"Chi lascia la strada vecchia per quella nuova, sa quel che perde ma non sa quel che trova" - Quando se deixa algo conhecido por algo novo, vai-se para o incerto.
Uma fatia de luz pálida vazava pela fresta na cortina blackout que revestia a janela do quarto, apenas o suficiente para que os olhos de Alessia, acostumados com a escuridão, identificassem todos os objetos no pequeno cômodo.

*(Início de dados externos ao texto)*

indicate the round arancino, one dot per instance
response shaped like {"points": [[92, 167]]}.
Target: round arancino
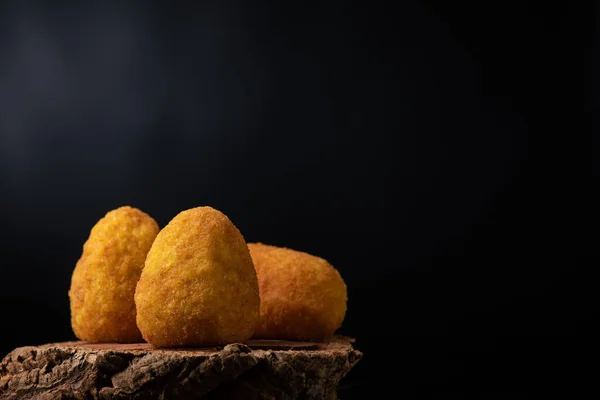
{"points": [[198, 287], [104, 280], [302, 296]]}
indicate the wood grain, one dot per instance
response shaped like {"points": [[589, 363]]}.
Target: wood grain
{"points": [[256, 369]]}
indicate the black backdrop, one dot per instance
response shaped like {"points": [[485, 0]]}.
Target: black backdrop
{"points": [[396, 142]]}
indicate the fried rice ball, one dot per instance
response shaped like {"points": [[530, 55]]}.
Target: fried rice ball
{"points": [[198, 287], [302, 297], [104, 280]]}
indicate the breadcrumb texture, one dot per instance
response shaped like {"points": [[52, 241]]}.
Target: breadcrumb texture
{"points": [[303, 297], [198, 287], [104, 280]]}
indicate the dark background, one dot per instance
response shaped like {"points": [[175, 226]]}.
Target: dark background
{"points": [[398, 141]]}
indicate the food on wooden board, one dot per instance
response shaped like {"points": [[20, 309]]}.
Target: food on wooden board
{"points": [[105, 277], [198, 286], [303, 297]]}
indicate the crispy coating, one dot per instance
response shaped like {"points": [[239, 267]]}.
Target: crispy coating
{"points": [[104, 280], [302, 297], [198, 287]]}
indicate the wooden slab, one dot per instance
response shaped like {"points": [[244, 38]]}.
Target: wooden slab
{"points": [[256, 369]]}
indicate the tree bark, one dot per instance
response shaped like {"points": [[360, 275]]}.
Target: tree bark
{"points": [[257, 369]]}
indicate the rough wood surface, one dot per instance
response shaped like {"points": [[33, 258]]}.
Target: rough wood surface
{"points": [[257, 369]]}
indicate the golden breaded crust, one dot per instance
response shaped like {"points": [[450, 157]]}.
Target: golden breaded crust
{"points": [[302, 296], [104, 280], [198, 287]]}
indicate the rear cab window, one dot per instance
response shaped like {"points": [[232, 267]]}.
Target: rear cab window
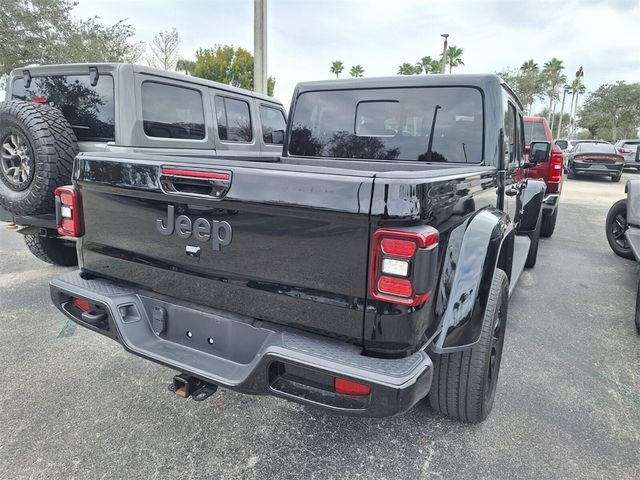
{"points": [[233, 118], [534, 132], [170, 111], [595, 148], [89, 109], [391, 124], [272, 120]]}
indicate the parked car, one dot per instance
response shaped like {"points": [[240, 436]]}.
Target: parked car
{"points": [[537, 129], [623, 231], [630, 150], [366, 268], [54, 112], [564, 144], [595, 158]]}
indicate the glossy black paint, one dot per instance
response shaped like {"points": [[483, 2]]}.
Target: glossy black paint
{"points": [[302, 229], [298, 254]]}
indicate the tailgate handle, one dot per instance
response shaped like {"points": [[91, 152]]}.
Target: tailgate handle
{"points": [[195, 183]]}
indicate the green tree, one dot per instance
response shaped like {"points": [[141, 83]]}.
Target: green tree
{"points": [[454, 57], [186, 66], [612, 111], [430, 65], [228, 64], [337, 66], [356, 71], [409, 69], [164, 49], [45, 31], [554, 76]]}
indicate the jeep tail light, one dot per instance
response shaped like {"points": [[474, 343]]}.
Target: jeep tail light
{"points": [[68, 212], [555, 166], [403, 265]]}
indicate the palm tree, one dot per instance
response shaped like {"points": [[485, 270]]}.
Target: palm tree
{"points": [[577, 89], [336, 67], [430, 65], [409, 69], [186, 66], [552, 71], [454, 57], [529, 83], [356, 71]]}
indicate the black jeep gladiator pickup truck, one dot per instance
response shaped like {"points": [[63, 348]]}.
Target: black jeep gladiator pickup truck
{"points": [[369, 267], [52, 112]]}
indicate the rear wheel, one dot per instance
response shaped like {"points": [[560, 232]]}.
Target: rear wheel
{"points": [[549, 224], [37, 148], [464, 383], [616, 226], [52, 250]]}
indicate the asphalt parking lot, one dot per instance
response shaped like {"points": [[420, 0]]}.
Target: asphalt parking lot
{"points": [[73, 404]]}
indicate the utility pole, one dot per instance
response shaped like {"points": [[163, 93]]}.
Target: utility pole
{"points": [[565, 89], [574, 100], [260, 46], [444, 52]]}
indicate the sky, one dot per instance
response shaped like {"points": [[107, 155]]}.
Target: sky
{"points": [[304, 36]]}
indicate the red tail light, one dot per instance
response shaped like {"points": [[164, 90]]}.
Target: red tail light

Do lado de fora, o amanhecer parcialmente obscurecido pela névoa densa que embaçava o vidro anunciava, com uma nota de melancolia, os prelúdios de um dia chuvoso.
As fotografias em preto e branco de paisagens urbanas nas paredes tingidas de azul ciano não passavam de borrões indistintos na baixa luminosidade, algumas tão escurecidas que deixavam de fazer sentido, enquanto outras assumiam formas bizarras, mais semelhantes a criaturas repletas de olhos e dentes do que com prédios parcialmente escondidos atrás de oliveiras açoitadas pelo vento.
Uma estante de madeira rústica ocupava o canto oposto a cama de solteiro, repleta de livros de arte, alguns clássicos que Alessia poderia apostar que nunca foram lidos — não existia a menor chance de Elise Albero ler qualquer coisa que não estivesse em braille, e nenhum dos seus netos olharia duas vezes para A Divina Comédia, O Príncipe ou, ainda, Zibaldone di Pensieri — e muitos guias de viagem, com um velho toca-discos e uma coleção de vinis dos anos 60 ao lado, que pertencia a sua avó desde seus tempos de menina.
Os lençóis de linho branco e a colcha azul celeste revestindo o colchão combinavam com as paredes e o teto, e um vaso com gerânios frescos acrescentava um singelo salpicar de cores quentes sobre a mesa de cabeceira. O guarda-roupa ao lado estava vazio, visto que as malas de Alessia permaneciam intocadas desde sua chegada.
Tudo quase perfeitamente visível, apesar da escuridão que a abertura na cortina não era capaz de afugentar por completo e, mesmo assim, a figura que espreitava do outro lado da porta entreaberta permanecia incógnita enquanto observava, imóvel, cada respiração de Alessia.
— Nonna? — ela chamou, tentando encontrar alguma semelhança com sua avó naquela figura.
Mas a estranha silhueta lembrava mais a sombra disforme de algo deformado, além de ser alta e esguia demais para pertencer a uma idosa roliça de 1,50 metros de altura. Alessia recuou um passo para trás.
A coisa a observava pela fresta com um olho arregalado que ela demorou para distinguir, segmentos de veias vermelhas se espalhando no globo ocular como se não piscasse a horas. A íris marrom estava trêmula como se mal fosse capaz de conter seu ódio, e a pupila contraída parecia prestes a desaparecer. Todo o restante de seu corpo era apenas uma sombra, escuro e indefinido.
Alessia permaneceu imóvel por um longo momento, tentando discernir se estava realmente vendo algo ou se era apenas sua mente brincando com ela. Mas a figura não se moveu, apenas observava com aquele único olho raivoso.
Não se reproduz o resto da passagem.